The next crypto crash may not start in crypto at all.
That is the argument crypto strategist Ted put forward in an interesting post today, pointing to a silent liquidity crisis unfolding in Japan’s bond market as a potential trigger for the next major sell-off in digital assets.
The timing is not hypothetical. Japan’s 30-year government bond yield has climbed to 3.79% as of March 30, up 1.27 points from a year ago. The 40-year yield has risen to 4.03%, up 1.23 points over the same period. The 10-year yield is hovering close to its highest levels since 1999 at around 2.36%, with the yen having breached the critical 160 per dollar level – a threshold that historically triggers intervention pressure on the Bank of Japan.
These are alarming live readings from the world’s fourth-largest economy actively dismantling decades of near-zero interest rate policy.
The connection runs through what markets call the yen carry trade. For years, investors borrowed cheaply in Japanese yen and deployed those funds into higher-returning assets globally – US equities, emerging market bonds, and increasingly, crypto.

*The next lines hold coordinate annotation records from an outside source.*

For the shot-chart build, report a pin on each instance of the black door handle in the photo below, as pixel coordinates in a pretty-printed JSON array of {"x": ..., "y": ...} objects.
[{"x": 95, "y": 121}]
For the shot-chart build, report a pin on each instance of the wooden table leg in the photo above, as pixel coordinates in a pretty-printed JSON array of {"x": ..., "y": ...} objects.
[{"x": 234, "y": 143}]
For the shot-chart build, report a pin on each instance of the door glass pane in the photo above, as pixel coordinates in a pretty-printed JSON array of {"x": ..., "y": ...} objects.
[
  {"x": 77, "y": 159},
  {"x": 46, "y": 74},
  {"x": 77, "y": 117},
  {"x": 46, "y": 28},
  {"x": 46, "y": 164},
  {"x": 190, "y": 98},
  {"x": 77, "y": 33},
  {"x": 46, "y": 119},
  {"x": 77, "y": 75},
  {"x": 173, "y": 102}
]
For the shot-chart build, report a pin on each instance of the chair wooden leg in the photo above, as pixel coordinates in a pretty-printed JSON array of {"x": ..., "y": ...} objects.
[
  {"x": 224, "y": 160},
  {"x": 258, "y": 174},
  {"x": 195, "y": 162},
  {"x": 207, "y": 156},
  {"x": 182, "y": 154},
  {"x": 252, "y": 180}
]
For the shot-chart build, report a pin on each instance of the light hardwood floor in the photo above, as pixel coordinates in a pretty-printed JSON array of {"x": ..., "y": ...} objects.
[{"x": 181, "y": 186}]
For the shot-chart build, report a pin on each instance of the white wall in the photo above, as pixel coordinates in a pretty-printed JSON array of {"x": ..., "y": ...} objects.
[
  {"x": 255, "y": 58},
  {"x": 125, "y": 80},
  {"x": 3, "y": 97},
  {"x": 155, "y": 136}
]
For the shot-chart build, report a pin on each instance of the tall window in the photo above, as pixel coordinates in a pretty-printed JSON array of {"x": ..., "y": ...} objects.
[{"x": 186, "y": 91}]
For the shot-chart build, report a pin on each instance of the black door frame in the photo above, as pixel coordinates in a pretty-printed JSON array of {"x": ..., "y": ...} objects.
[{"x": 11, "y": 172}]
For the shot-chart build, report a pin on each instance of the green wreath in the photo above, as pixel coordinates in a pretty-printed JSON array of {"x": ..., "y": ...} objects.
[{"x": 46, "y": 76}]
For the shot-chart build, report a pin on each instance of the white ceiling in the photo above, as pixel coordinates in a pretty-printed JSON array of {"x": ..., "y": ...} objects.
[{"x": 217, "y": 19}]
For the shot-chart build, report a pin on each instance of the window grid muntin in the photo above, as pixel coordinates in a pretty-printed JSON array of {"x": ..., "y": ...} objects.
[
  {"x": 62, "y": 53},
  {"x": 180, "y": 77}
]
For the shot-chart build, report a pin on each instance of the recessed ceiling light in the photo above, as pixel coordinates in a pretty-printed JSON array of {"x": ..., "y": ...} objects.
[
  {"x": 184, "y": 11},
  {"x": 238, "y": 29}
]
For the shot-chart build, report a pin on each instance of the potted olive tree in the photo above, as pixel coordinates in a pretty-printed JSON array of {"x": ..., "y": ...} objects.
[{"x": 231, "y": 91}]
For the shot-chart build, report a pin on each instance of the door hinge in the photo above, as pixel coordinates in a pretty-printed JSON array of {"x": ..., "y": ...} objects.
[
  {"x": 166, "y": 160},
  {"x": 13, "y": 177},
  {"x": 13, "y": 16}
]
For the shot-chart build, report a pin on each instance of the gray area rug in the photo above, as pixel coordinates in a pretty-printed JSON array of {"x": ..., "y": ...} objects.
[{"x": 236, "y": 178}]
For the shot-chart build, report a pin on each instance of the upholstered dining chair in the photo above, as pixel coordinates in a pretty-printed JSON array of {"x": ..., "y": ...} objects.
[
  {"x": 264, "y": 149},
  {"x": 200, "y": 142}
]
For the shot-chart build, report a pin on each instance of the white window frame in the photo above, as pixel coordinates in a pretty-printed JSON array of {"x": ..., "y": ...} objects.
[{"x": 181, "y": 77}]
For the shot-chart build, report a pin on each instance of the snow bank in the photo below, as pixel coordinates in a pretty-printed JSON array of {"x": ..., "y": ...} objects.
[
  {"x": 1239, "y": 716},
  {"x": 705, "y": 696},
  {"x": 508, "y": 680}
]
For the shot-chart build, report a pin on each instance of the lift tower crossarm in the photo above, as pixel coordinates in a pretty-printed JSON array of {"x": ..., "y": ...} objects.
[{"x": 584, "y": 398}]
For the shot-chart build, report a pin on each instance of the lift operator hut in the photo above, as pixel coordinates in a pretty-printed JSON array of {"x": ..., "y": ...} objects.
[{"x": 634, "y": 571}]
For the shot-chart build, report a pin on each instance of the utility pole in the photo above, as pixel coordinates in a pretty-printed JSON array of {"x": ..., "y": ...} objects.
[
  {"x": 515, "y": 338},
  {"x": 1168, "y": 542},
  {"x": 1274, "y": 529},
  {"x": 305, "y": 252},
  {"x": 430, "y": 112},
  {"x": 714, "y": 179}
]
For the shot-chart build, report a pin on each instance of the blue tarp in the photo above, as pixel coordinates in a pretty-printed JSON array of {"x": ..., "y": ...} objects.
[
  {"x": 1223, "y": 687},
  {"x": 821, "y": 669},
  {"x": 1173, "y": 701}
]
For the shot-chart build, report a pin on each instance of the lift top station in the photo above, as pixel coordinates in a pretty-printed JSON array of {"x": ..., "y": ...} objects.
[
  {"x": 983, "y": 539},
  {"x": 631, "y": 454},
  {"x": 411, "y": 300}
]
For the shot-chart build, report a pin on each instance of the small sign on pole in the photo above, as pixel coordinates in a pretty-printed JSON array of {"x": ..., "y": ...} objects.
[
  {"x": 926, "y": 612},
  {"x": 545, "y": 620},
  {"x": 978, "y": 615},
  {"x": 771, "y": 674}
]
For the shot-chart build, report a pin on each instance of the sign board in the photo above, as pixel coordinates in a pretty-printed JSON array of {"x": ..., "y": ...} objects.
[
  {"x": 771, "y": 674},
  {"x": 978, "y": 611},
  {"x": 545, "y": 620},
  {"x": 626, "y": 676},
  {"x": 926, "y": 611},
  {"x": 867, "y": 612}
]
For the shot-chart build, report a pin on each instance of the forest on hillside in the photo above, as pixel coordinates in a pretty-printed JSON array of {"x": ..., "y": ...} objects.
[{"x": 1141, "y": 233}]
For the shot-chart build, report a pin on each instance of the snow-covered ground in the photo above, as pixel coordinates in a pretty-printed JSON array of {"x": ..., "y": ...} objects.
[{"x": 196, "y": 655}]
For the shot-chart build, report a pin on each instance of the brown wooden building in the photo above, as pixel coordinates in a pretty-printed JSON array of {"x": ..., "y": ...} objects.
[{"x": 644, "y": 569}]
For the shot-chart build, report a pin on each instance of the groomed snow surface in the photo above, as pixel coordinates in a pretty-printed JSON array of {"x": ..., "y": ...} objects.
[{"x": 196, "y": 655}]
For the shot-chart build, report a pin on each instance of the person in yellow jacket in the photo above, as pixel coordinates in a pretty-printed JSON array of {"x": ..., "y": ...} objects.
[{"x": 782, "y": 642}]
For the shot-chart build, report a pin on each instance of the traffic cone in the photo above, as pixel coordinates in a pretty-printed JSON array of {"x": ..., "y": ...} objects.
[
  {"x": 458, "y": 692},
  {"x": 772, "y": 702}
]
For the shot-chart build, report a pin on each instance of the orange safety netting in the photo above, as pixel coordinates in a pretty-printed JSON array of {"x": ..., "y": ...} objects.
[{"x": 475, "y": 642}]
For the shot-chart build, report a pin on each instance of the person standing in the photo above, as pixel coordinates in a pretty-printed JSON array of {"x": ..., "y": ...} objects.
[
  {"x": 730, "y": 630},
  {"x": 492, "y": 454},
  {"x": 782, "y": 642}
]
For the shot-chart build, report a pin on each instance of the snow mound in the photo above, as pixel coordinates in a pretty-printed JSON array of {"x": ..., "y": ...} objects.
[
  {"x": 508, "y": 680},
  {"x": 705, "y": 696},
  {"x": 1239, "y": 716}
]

“Crypto depends heavily on this global flow of easy money,” Ted wrote. “When liquidity tightens, people reduce risk and sell volatile assets like crypto.”

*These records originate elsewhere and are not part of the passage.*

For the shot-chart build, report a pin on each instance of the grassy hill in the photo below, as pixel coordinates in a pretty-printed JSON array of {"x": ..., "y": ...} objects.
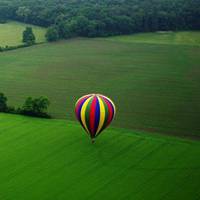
[
  {"x": 155, "y": 86},
  {"x": 11, "y": 33},
  {"x": 54, "y": 160},
  {"x": 163, "y": 37}
]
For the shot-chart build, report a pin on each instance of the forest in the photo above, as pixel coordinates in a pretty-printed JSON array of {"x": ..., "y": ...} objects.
[{"x": 92, "y": 18}]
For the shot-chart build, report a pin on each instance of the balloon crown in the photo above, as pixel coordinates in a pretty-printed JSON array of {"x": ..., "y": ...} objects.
[{"x": 95, "y": 112}]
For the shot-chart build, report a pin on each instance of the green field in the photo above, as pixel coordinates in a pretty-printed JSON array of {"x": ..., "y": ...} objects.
[
  {"x": 54, "y": 160},
  {"x": 11, "y": 33},
  {"x": 162, "y": 37},
  {"x": 154, "y": 86}
]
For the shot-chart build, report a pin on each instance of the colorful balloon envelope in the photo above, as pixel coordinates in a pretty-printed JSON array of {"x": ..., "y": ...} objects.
[{"x": 95, "y": 112}]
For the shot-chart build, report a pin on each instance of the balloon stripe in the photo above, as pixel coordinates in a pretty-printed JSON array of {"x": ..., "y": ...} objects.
[
  {"x": 112, "y": 104},
  {"x": 95, "y": 112},
  {"x": 97, "y": 115},
  {"x": 110, "y": 111},
  {"x": 92, "y": 116},
  {"x": 78, "y": 113},
  {"x": 106, "y": 116},
  {"x": 87, "y": 113},
  {"x": 83, "y": 114},
  {"x": 102, "y": 115},
  {"x": 79, "y": 105}
]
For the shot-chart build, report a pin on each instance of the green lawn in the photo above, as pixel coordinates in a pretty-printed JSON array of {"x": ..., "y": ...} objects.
[
  {"x": 154, "y": 86},
  {"x": 55, "y": 160},
  {"x": 11, "y": 33},
  {"x": 162, "y": 37}
]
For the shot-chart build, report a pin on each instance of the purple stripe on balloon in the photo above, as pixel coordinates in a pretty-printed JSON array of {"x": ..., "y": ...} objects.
[
  {"x": 97, "y": 115},
  {"x": 78, "y": 114}
]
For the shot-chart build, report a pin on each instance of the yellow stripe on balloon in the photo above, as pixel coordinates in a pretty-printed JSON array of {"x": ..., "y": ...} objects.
[
  {"x": 102, "y": 115},
  {"x": 83, "y": 113}
]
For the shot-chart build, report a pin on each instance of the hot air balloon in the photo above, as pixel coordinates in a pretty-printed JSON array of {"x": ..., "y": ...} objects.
[{"x": 94, "y": 112}]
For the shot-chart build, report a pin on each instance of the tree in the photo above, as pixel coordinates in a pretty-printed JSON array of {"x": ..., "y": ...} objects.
[
  {"x": 52, "y": 34},
  {"x": 23, "y": 13},
  {"x": 36, "y": 107},
  {"x": 28, "y": 36},
  {"x": 3, "y": 103}
]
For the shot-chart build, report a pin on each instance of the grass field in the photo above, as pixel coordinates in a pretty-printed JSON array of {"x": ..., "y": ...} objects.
[
  {"x": 162, "y": 37},
  {"x": 155, "y": 86},
  {"x": 54, "y": 160},
  {"x": 11, "y": 33}
]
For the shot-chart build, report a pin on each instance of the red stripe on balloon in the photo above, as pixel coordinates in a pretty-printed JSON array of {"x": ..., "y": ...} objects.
[
  {"x": 92, "y": 116},
  {"x": 110, "y": 111},
  {"x": 77, "y": 109}
]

When Japanese yields rise, borrowing in yen becomes more expensive. The trade reverses. Investors pull capital back, global liquidity tightens, and crypto – as the most volatile and liquid risk asset – is typically sold first. Altcoins fall harder than Bitcoin for the same reason.

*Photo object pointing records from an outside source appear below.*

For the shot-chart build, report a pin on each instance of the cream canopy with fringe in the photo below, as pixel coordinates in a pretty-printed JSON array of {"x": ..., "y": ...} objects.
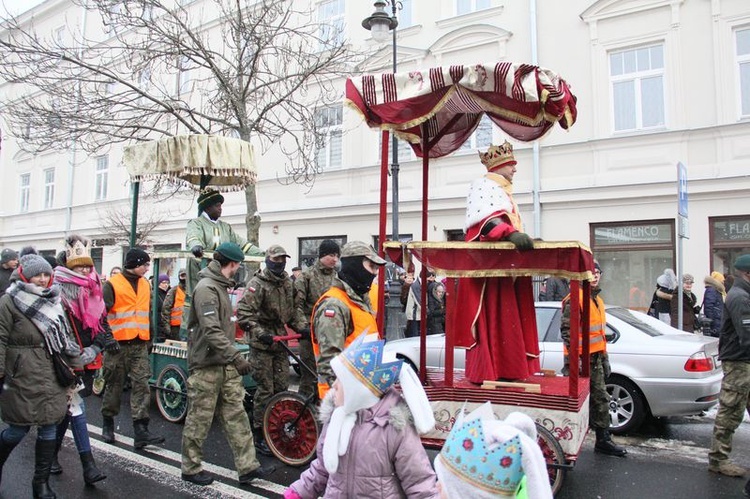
[{"x": 199, "y": 161}]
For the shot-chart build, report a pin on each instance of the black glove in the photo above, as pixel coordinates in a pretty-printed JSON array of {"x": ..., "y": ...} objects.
[
  {"x": 304, "y": 333},
  {"x": 521, "y": 240},
  {"x": 242, "y": 365},
  {"x": 266, "y": 339}
]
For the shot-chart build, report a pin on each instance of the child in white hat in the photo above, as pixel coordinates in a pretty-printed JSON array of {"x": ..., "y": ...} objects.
[
  {"x": 369, "y": 446},
  {"x": 484, "y": 457}
]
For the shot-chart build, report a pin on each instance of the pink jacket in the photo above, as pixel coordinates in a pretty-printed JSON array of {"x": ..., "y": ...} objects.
[{"x": 385, "y": 458}]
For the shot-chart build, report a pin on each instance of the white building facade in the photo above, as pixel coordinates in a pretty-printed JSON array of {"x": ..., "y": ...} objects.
[{"x": 658, "y": 82}]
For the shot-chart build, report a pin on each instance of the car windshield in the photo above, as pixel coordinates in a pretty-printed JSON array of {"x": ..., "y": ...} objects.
[{"x": 626, "y": 316}]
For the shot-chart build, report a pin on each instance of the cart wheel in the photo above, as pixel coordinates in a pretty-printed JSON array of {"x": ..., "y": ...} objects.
[
  {"x": 97, "y": 388},
  {"x": 290, "y": 428},
  {"x": 553, "y": 455},
  {"x": 171, "y": 393}
]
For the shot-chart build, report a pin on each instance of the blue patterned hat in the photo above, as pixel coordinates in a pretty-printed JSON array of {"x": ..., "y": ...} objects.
[
  {"x": 496, "y": 469},
  {"x": 364, "y": 358}
]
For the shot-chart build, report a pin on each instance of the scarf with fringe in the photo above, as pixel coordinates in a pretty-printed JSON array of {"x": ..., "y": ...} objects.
[
  {"x": 83, "y": 297},
  {"x": 43, "y": 308}
]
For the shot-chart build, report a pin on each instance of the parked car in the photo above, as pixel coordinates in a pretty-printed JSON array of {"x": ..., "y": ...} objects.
[{"x": 656, "y": 369}]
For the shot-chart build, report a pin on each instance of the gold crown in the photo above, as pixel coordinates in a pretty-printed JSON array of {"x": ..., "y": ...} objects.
[{"x": 498, "y": 156}]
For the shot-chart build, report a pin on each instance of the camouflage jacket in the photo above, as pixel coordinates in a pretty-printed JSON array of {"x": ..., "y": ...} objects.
[
  {"x": 332, "y": 324},
  {"x": 310, "y": 286},
  {"x": 267, "y": 306},
  {"x": 210, "y": 326}
]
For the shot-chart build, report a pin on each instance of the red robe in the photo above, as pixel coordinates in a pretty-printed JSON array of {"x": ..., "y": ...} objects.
[{"x": 497, "y": 319}]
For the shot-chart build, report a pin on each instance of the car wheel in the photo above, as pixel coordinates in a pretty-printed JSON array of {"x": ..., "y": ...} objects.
[{"x": 627, "y": 406}]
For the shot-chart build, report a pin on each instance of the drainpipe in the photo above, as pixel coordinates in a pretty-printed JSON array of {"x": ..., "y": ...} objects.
[
  {"x": 536, "y": 183},
  {"x": 73, "y": 148}
]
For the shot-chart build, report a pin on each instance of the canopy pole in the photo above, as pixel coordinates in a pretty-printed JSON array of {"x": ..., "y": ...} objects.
[
  {"x": 136, "y": 186},
  {"x": 380, "y": 318}
]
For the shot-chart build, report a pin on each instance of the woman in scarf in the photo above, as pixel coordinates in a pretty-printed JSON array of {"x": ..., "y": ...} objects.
[
  {"x": 82, "y": 299},
  {"x": 33, "y": 328}
]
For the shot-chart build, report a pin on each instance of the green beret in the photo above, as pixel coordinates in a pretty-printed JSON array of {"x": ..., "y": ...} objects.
[
  {"x": 231, "y": 251},
  {"x": 743, "y": 263}
]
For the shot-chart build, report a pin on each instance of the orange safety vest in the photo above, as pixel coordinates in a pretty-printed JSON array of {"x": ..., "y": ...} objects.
[
  {"x": 176, "y": 314},
  {"x": 128, "y": 317},
  {"x": 597, "y": 325},
  {"x": 361, "y": 320}
]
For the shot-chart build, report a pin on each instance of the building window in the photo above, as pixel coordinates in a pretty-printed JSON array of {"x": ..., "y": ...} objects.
[
  {"x": 329, "y": 122},
  {"x": 331, "y": 19},
  {"x": 743, "y": 62},
  {"x": 49, "y": 188},
  {"x": 481, "y": 139},
  {"x": 637, "y": 77},
  {"x": 25, "y": 189},
  {"x": 729, "y": 238},
  {"x": 102, "y": 178},
  {"x": 184, "y": 80},
  {"x": 308, "y": 249},
  {"x": 469, "y": 6},
  {"x": 633, "y": 255}
]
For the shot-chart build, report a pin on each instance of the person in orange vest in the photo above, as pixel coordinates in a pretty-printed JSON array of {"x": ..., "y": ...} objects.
[
  {"x": 171, "y": 311},
  {"x": 127, "y": 297},
  {"x": 344, "y": 311},
  {"x": 600, "y": 368}
]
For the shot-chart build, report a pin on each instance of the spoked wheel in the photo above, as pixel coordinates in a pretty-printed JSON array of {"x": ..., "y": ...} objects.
[
  {"x": 290, "y": 428},
  {"x": 171, "y": 393},
  {"x": 553, "y": 456}
]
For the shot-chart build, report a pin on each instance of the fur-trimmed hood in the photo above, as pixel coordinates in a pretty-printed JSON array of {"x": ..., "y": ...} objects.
[{"x": 391, "y": 409}]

BIS data points to hundreds of billions of dollars in yen-denominated loans to non-banks outside Japan. Morgan Stanley estimated outstanding yen carry positions at roughly $500 billion as of December 2025.
In case you’re thinking this is just a theoretical risk, there’s some bad news.
In August 2024, a BOJ rate hike triggered a carry trade unwind that sent Bitcoin and Ethereum down up to 20%. In December 2025, another hike to 0.75% moved Bitcoin from $91,000 to $88,500 within hours of the announcement.
The Bank of Japan is widely expected to raise rates to 1% at its April 28 meeting, which would mark the highest level since the mid-1990s.
Ted also acknowledges the other side. If yields spike hard enough to destabilize markets, the BOJ historically intervenes – buying bonds and injecting liquidity. When that happens, risk assets including crypto tend to recover sharply.
“More liquidity pushes crypto up, less liquidity pushes it down,” he wrote. “Rising Japanese yields equal tightening liquidity equal short-term pressure on crypto. But if central banks react, it can later become fuel for the next bull run.”
The April BOJ meeting is now one of the most important macro events on the crypto calendar.